How to backtest a strategy on Streak
Streak is a no-code algorithmic trading platform integrated with Zerodha that allows traders to build, backtest, and deploy rule-based strategies on equities and F&O contracts without writing a single line of code. This guide focuses on the backtesting workflow: how to define a strategy, run it against historical data, and critically evaluate the results.
For the deployment workflow once a backtest is satisfactory, see How to deploy a Streak strategy live. For the underlying brokerage platform see Streak platform overview and Kite, Zerodha’s trading platform.
What Streak backtesting does
Streak replays your strategy’s entry and exit conditions against historical OHLCV (open, high, low, close, volume) data. When the entry conditions are met on a historical candle, Streak simulates a trade entry at the open (or close, depending on the execution setting) of the next candle.
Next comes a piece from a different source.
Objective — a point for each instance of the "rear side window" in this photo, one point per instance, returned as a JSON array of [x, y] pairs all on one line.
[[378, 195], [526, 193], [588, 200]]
When the exit conditions are met, it simulates the exit. The difference between entry and exit price, multiplied by quantity, is the simulated P&L for that trade.
Streak does not model order book depth or intraday tick-by-tick price paths within a candle. It uses candle-level OHLCV data. For strategies that rely on intraday levels within a candle (for example, intraday high-low breakouts), this introduces look-ahead bias or fill assumptions that diverge from real execution.
Streak supports backtesting on:
- Equity cash (NSE/BSE)
- Equity futures (NSE NFO)
- Equity options (NSE NFO), limited to available historical chain data
- Commodity futures (MCX)
- Currency futures (NSE CDS)
Step-by-step procedure
Open Streak and create a new strategy
Go to streak.tech or click Apps in Kite’s top navigation and select Streak. Log in with your Zerodha credentials. Click Create Strategy (labelled “New Strategy” in some interface versions) on the dashboard to open the strategy builder.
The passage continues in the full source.